Mon travail consiste aussi à évaluer le potentiel de mobilisation des acteur.ice.s du tourisme dans une action en faveur d’un tourisme éco-responsable, en suivant le travail réalisé par l’équipe de l’Eusko pour les inciter à rejoindre le réseau, et en ayant avec eux.elles des entretiens. Enfin, l’étude vise également à évaluer, autour d’une action concrète comme celle-là, le potentiel de coopération et de dynamisation mutuelle entre une monnaie locale et les acteurs de l’Economie Sociale et Solidaire de son territoire.
La recherche devra enfin proposer des pistes d’amélioration du dispositif et permettre d’évaluer son potentiel de reproductibilité à d’autres territoires disposant de monnaies locales, ou souhaitant en créer une.
Pourquoi vous-êtes vous intéressée à ce sujet, quel est votre parcours ?
C’est au court du forum de l’Economie Sociale et Solidaire tenu à Niort en novembre 2019 que j’ai pris conscience du potentiel des monnaies locales dans la Transition écologique. Le sujet de recherche proposé par l’Institut des Monnaies Locales m’a également tout de suite intéressée car j’ai un attrait fort pour le tourisme. L’idée de pouvoir réaliser du tourisme autrement et dans le respect du territoire visité est pour moi primordial, et un sujet très actuel. Associer les monnaies locales au tourisme m’a paru être un moyen d’avenir à explorer.
Après une licence Administration Economique et Sociale à l’Université de Bordeaux, j’ai effectué une année de césure en Australie, Nouvelle-Zélande, et en Asie du Sud-Ouest durant laquelle ma sensibilité pour un tourisme respectueux de l’environnement, mais aussi, et surtout, des populations locales s’est accrue au fil de mes rencontres. J’ai ensuite réalisé un Master en Ingénierie du Développement Territorial à l’Université de Bordeaux.
Réaliser une recherche-action sur ce sujet pour mon stage de fin d’étude m’a paru être une grande opportunité. En effet, il allie ma sensibilité à la transition écologique et au tourisme, c’est donc un sujet dans lequel je peux exprimer mon engagement pour un tourisme alternatif et plus solidaire.
Où en est aujourd’hui votre travail de recherche ?
Pour commencer cette recherche j’ai d’abord établi une liste de références, d’ouvrages et d’études sur lesquelles je pourrai m’appuyer. Accompagnée par Txomin Poveda, Président et membre du conseil scientifique de Bihar-Institut des monnaies locales, j’ai ensuite posé le cadre de ma recherche, en étudiant les concepts pertinents et parfois très récents (tourisme alternatif, durable, participatif…), puis en définissant les objectifs et les enjeux de cette recherche.

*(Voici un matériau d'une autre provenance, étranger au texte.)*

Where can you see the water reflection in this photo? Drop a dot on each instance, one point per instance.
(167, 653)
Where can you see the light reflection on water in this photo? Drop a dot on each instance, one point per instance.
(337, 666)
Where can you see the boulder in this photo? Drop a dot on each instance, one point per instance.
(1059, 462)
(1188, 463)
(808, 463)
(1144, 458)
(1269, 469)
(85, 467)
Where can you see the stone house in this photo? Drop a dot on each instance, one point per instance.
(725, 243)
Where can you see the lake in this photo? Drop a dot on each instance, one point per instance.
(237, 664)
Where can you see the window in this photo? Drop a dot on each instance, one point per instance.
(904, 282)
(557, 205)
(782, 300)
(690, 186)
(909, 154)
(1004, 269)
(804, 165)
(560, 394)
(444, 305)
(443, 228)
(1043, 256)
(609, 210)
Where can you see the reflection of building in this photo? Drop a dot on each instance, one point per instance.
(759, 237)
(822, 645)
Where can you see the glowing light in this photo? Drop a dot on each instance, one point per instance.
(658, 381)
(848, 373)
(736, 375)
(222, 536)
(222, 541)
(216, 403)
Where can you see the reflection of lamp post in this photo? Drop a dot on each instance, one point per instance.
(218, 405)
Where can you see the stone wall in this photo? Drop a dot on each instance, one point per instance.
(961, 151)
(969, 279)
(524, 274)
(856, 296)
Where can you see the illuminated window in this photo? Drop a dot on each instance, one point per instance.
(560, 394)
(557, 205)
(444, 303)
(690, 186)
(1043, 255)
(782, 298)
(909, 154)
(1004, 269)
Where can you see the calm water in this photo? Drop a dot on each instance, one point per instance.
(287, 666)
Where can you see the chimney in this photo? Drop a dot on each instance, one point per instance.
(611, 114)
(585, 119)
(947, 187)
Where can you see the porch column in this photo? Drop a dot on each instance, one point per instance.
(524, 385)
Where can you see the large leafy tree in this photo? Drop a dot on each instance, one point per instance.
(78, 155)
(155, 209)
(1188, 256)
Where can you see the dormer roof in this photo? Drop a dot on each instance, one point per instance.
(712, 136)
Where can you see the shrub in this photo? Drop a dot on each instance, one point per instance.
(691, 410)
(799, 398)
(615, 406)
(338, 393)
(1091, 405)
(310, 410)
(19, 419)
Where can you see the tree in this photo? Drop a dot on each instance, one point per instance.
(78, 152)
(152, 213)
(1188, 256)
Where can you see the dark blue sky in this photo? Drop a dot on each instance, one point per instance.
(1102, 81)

J’étudie maintenant avec Marine Giraud, la permanente de Bihar-Institut des monnaies locales qui encadre mon travail, la manière dont je vais pouvoir mettre en place la partie « action » de la Recherche, c’est-à-dire les méthodes d’enquêtes et les indicateurs les plus pertinents à utiliser. En parallèle, je participe à l’organisation du colloque national de restitution de la Recherche qui se tiendra en fin d’année au Pays Basque, et auxquels seront conviés les partenaires et l’ensemble des territoires intéressés par cette démarche de tourisme participatif lié à une monnaie locale.